What fucking a partner with a strap-on is really about
Penetration. Penetration covers a huge range of acts, positions, and toys — and almost every problem people have with it traces back to pace and lubrication rather than technique. Warm-up isn't a preliminary; it's the act working correctly.
More lube than you think, then slightly more
The receiving partner sets depth and rhythm until they hand that control over explicitly
Discomfort is information, not a milestone to push through
Safety: Anything going in should have a flared base or a hand on it at all times.
Sensation play. Sensation play is the umbrella for anything that makes skin the main event — fingertips, breath, temperature, texture, pressure. It rewards slowing down: the nervous system reads anticipation as intensity, so the pause before contact often lands harder than the contact itself.
Alternate textures (nails, silk, ice, breath) rather than repeating one
Ask for a running 'warmer/colder' from your partner the first time
Try it blindfolded once — removing sight roughly doubles everything else
Toys. Toys aren't a replacement for a partner — they're a force multiplier. The learning curve is real: the first session with anything new is research, the fifth is where it gets good.
Let your partner operate it; handing over the controls is its own kink
Wash before and after, every time, no exceptions
Power exchange. Power exchange — dominance and submission in all their forms — is structured generosity. The dominant partner architects an experience; the submissive partner's surrender is an active, revocable gift. Done well it's one of the most communication-heavy kinks there is.

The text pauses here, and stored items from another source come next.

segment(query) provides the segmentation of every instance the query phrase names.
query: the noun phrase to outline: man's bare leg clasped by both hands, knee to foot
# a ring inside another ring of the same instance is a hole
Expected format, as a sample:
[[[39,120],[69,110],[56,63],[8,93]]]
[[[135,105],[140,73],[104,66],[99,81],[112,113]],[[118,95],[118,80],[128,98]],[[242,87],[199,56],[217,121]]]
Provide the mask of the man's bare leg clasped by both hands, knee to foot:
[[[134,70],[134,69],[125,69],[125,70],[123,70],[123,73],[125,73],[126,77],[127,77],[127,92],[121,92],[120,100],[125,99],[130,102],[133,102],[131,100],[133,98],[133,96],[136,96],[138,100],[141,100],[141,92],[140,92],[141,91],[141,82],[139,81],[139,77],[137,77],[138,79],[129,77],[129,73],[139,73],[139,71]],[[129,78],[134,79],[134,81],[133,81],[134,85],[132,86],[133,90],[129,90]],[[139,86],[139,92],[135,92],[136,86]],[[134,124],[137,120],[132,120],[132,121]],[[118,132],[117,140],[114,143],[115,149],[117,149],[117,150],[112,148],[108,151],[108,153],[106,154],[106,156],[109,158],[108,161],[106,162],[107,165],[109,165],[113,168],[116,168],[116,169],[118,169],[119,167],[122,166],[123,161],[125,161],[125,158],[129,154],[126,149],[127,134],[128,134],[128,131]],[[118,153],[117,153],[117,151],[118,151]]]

Negotiate the scene, then play it — renegotiating mid-scene breaks the spell
Titles and honorifics are free intensity if they don't make you laugh (or even if they do)
Aftercare is part of the scene, not an epilogue
Safety: Power exchange requires a safeword and genuine equality outside the scene — the dynamic is a game both people are winning.
Find out if your partner is into it — without asking awkwardly
Yes. Interest in fucking a partner with a strap-on shows up across every demographic in sexuality research. The only requirements are consenting adults and honest communication.
How do I tell my partner I'm into fucking a partner with a strap-on?
Outside the bedroom, low stakes: "I read about fucking a partner with a strap-on and it stuck with me — curious what you think?" A compatibility checklist you both fill out privately (like Kinda Into That) removes the awkwardness entirely: you only see where you overlap.
What if my partner isn't into it?
A no to one item is not a no to you. Compare full lists instead of litigating one kink — most couples find more overlap than they expected, and the misses matter less next to the hits.